The European Commission, the EU Parliament and the European Council have agreed upon a regulation of the financial markets. What is being celebrated as a breakthrough in the battle against excessive speculation reveals itself upon closer examination to be a phoney compromise: the betting on food prices can largely continuew unchecked.
The EU states promise new regulations to curb future turbulence in the stock markets and the speculation with food. During the night of Tuesday to Wednesday, the negotiators from the EU Commission, the member states and the European Parliament agreed on a new version of the EU Markets in Financial Instruments Directive (MiFID). The compromise still needs to be formally accepted by the EU Parliament and the EU states in the coming weeks. The guidelines could then become effective by the end of 2016.

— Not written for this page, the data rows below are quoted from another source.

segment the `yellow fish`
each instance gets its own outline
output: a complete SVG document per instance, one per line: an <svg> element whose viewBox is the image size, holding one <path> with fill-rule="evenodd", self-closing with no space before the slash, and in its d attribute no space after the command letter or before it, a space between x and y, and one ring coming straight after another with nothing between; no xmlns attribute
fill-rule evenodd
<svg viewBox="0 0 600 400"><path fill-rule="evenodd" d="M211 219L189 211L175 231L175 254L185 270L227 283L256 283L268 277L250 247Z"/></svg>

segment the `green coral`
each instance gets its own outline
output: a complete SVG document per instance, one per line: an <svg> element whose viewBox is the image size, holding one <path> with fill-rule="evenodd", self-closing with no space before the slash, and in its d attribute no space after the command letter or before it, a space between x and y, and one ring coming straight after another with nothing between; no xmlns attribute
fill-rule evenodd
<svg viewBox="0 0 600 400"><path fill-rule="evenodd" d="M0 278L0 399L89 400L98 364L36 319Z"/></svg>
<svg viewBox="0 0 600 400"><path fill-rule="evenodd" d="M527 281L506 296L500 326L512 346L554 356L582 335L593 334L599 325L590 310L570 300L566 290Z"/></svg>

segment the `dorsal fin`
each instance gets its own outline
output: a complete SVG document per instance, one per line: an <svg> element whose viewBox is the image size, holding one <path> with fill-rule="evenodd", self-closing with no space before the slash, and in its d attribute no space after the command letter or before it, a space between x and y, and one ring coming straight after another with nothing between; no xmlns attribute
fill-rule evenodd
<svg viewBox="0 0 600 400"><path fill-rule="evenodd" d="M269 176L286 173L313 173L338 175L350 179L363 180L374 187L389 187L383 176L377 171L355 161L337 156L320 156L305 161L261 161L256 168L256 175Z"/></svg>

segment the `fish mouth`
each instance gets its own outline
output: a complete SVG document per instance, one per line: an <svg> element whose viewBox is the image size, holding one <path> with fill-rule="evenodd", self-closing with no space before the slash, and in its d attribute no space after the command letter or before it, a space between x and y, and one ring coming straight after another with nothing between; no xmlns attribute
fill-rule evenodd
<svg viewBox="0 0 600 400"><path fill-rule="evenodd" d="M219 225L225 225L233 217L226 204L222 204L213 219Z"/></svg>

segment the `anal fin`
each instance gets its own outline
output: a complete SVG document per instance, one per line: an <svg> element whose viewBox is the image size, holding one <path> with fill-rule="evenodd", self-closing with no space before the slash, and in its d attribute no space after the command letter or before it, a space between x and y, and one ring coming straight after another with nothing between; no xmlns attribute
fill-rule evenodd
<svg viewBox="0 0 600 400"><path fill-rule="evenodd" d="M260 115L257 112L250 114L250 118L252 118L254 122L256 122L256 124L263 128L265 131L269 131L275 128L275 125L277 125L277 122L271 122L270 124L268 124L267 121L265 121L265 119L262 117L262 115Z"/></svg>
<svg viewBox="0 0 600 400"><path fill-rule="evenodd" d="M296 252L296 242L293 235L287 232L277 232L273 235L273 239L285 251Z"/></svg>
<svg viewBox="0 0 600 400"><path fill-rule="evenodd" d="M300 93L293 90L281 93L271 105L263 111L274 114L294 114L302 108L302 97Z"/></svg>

Position limits are not to be determined uniformly
So-called position limits are actually provided for in the new MiFID regulations. This is supposed to limit the number of speculative contracts – in principle the right instrument. But the way the position limits are to be set up, they will probably be ineffective, because the limits are not to be determined uniformly for the whole EU, but rather by each country for itself. This puts the EU member states in competition with each other, in which the financial centre is the country with the laxest regulations benefits. It thus creates a fatal incentive for EU states to set the loosest possible limits.
A phoney compromise prevents better regulation for years
The planned regulation will thus not prevent food speculation and its fatal consequences. According to foodwatch, this is a phoney compromise. Even no regulation at all would ultimately be better than this one: because now a bad regulation will probably be codified, causing a better regulation to be ruled out for years to come.